A Method for Processing Adsorbed Methane Stable Isotope Data from the Near Surface Based on Fractionation

Abstract

Molecular and isotopic fractionation of gases that are controlled by flow processes are observed in nature. Because gas flow in sedimentary basins is highly dynamic, reasonable fractionation occurs on all geochemical parameters that depend on flow. Isotopic ratios of methane adsorbed in near-surface sediments are often measured in geochemical surface exploration. It is apparent, however, that the rough data cannot be used directly to identify hydrocarbon sources in the subsurface because the isotopic composition of methane fractionates during the transition from the dissolved phase in which methane is transported into the adsorbed phase in which it is measured.
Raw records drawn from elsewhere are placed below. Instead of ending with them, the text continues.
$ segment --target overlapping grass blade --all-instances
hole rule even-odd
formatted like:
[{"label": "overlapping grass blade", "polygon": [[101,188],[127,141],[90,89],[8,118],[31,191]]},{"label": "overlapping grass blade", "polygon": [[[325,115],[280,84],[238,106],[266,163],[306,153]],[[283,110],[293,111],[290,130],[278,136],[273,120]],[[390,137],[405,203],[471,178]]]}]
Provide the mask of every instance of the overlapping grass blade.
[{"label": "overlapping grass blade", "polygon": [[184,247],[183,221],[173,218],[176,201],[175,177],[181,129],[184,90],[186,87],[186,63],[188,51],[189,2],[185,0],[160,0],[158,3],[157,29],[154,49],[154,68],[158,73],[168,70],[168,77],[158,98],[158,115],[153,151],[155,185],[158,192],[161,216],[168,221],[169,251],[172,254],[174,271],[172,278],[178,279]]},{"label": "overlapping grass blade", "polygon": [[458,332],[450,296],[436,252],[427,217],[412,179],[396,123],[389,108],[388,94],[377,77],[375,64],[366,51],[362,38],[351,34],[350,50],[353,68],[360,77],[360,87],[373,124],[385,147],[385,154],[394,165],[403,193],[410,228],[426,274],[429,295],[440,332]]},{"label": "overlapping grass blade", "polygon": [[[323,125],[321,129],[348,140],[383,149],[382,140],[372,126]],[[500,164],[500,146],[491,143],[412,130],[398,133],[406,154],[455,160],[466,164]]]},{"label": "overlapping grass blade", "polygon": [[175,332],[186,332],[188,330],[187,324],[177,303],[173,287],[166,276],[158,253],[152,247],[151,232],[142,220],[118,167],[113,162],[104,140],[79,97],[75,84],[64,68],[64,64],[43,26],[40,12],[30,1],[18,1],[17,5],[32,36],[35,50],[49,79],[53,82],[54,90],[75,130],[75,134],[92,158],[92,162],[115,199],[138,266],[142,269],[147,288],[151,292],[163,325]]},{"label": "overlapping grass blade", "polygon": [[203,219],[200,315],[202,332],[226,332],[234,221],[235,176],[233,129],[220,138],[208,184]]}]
This implies a knowledge of the physical processes involved in gas migration through near-surface sediments, which is derived here from one of the exceptional cases of prestationary fluid flow found in nature. This physical background is then applied to the more common stationary flow processes, in which isotopic fractionation reaches equilibrium conditions. d13C1 fractionates toward the negative and dDC1 toward the positive. The degree of fractionation depends on the methane flux in the subsurface and on the petrophysical properties of the sampled near-surface host sediment. Determination of the fractionation and the properties of the host sediment allows the methane flux from the subsurface to be calculated. The flux is observed to be stronger over gas accumulations and weaker over oil accumulations. The isotopic data processing method derives hydrocarbon fluxes and identifies source rocks from near-surface measurements and in this way allows the precise identification of hydrocarbon accumulations in the subsurface.